Friday, April 17, 2009

Spanish Ribs

I've had a little experiment going with ribs lately - pork spare ribs to be exact. It started with a paella dinner for friends in which one is not much of a meat eater so while I normally might put ribs in the paella, I made the ribs on the side. I've since made them again and people really like this dish and it is super simple to pull off, and works great in advance. Just buy a couple pounds of some decent looking pork spare ribs and split them if they are in a rack. Mix the following together and then toss the ribs with the mixture:

2 TBSP smoked paprika (not hot)
1 TBSP finely minced or crushed garlic
1/2 TBSP dried rosemary, crumbled
1/2 tsp. ground fresh pepper
1-1/2 tsp sea salt
2-3 TBSP olive oil

You can leave out the oil but it helps make a nice paste. If the paste is too thick, add a little water. Make sure the ribs get evenly coated with the paste. Place the ribs in two layers of foil, shiny side on the inside and seal it up by crimping the open sides.
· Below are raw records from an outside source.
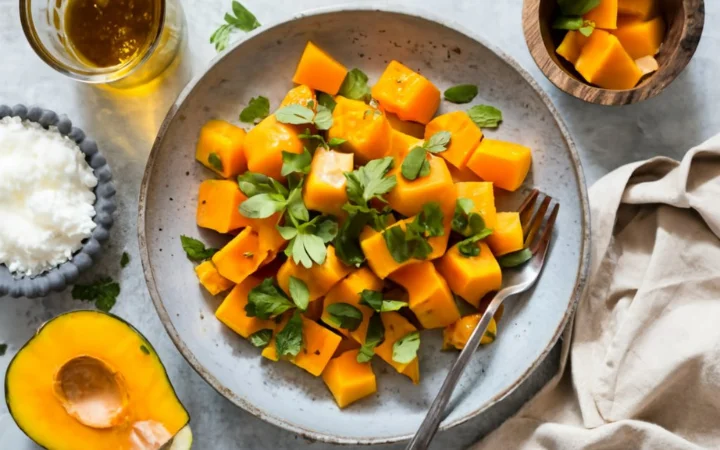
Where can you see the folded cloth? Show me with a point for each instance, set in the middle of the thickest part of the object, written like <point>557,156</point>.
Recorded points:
<point>640,364</point>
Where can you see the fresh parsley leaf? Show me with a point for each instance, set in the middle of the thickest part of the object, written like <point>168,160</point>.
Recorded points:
<point>267,301</point>
<point>462,93</point>
<point>485,116</point>
<point>215,161</point>
<point>405,349</point>
<point>261,338</point>
<point>103,293</point>
<point>515,259</point>
<point>195,249</point>
<point>299,293</point>
<point>289,340</point>
<point>345,315</point>
<point>355,86</point>
<point>257,109</point>
<point>124,260</point>
<point>374,337</point>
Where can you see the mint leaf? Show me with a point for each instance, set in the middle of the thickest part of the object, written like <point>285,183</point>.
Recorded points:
<point>462,93</point>
<point>195,249</point>
<point>257,109</point>
<point>405,349</point>
<point>485,116</point>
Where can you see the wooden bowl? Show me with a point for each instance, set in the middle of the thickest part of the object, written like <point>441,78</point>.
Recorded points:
<point>684,19</point>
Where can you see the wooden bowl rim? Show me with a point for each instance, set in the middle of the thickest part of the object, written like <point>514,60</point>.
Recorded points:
<point>657,82</point>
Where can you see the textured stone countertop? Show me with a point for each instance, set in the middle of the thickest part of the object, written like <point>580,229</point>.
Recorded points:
<point>687,113</point>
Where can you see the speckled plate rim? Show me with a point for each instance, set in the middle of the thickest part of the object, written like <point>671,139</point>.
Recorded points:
<point>419,13</point>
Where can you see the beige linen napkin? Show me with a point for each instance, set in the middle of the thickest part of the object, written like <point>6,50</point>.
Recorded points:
<point>641,362</point>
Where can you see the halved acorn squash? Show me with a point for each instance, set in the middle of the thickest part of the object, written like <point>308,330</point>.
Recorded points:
<point>89,380</point>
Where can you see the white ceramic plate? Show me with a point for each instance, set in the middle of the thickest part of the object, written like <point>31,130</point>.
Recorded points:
<point>282,394</point>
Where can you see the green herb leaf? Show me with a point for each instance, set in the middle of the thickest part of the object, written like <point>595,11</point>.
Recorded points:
<point>485,116</point>
<point>405,349</point>
<point>103,293</point>
<point>515,259</point>
<point>299,293</point>
<point>261,338</point>
<point>345,316</point>
<point>267,301</point>
<point>195,249</point>
<point>215,161</point>
<point>462,93</point>
<point>355,86</point>
<point>257,109</point>
<point>289,341</point>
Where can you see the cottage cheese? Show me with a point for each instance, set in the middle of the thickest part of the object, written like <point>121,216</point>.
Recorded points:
<point>46,197</point>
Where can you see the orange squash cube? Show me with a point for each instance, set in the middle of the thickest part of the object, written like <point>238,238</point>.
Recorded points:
<point>218,203</point>
<point>365,129</point>
<point>265,143</point>
<point>220,148</point>
<point>319,278</point>
<point>324,188</point>
<point>319,71</point>
<point>349,380</point>
<point>483,197</point>
<point>571,46</point>
<point>379,258</point>
<point>348,291</point>
<point>465,136</point>
<point>504,163</point>
<point>211,279</point>
<point>232,313</point>
<point>406,93</point>
<point>640,38</point>
<point>430,297</point>
<point>604,15</point>
<point>240,257</point>
<point>507,235</point>
<point>604,62</point>
<point>471,277</point>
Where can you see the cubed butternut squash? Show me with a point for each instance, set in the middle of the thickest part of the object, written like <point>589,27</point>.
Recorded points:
<point>604,62</point>
<point>240,257</point>
<point>348,291</point>
<point>640,38</point>
<point>365,129</point>
<point>409,196</point>
<point>265,143</point>
<point>406,93</point>
<point>325,186</point>
<point>211,279</point>
<point>504,163</point>
<point>319,278</point>
<point>319,70</point>
<point>349,380</point>
<point>299,95</point>
<point>471,277</point>
<point>379,258</point>
<point>430,298</point>
<point>483,197</point>
<point>218,203</point>
<point>465,136</point>
<point>232,313</point>
<point>604,15</point>
<point>507,235</point>
<point>571,46</point>
<point>220,148</point>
Place on a baking tray and bake at 300 degrees for about 90 minutes. Check them for tenderness. If they are not super tender, put them back in the oven for about 30 more minutes or so. You can eat them right away, or cool them and refrigerate. Reheat in the oven at about 350 for 15-20 minutes. These are so good, that you won't need a sauce or anything with them!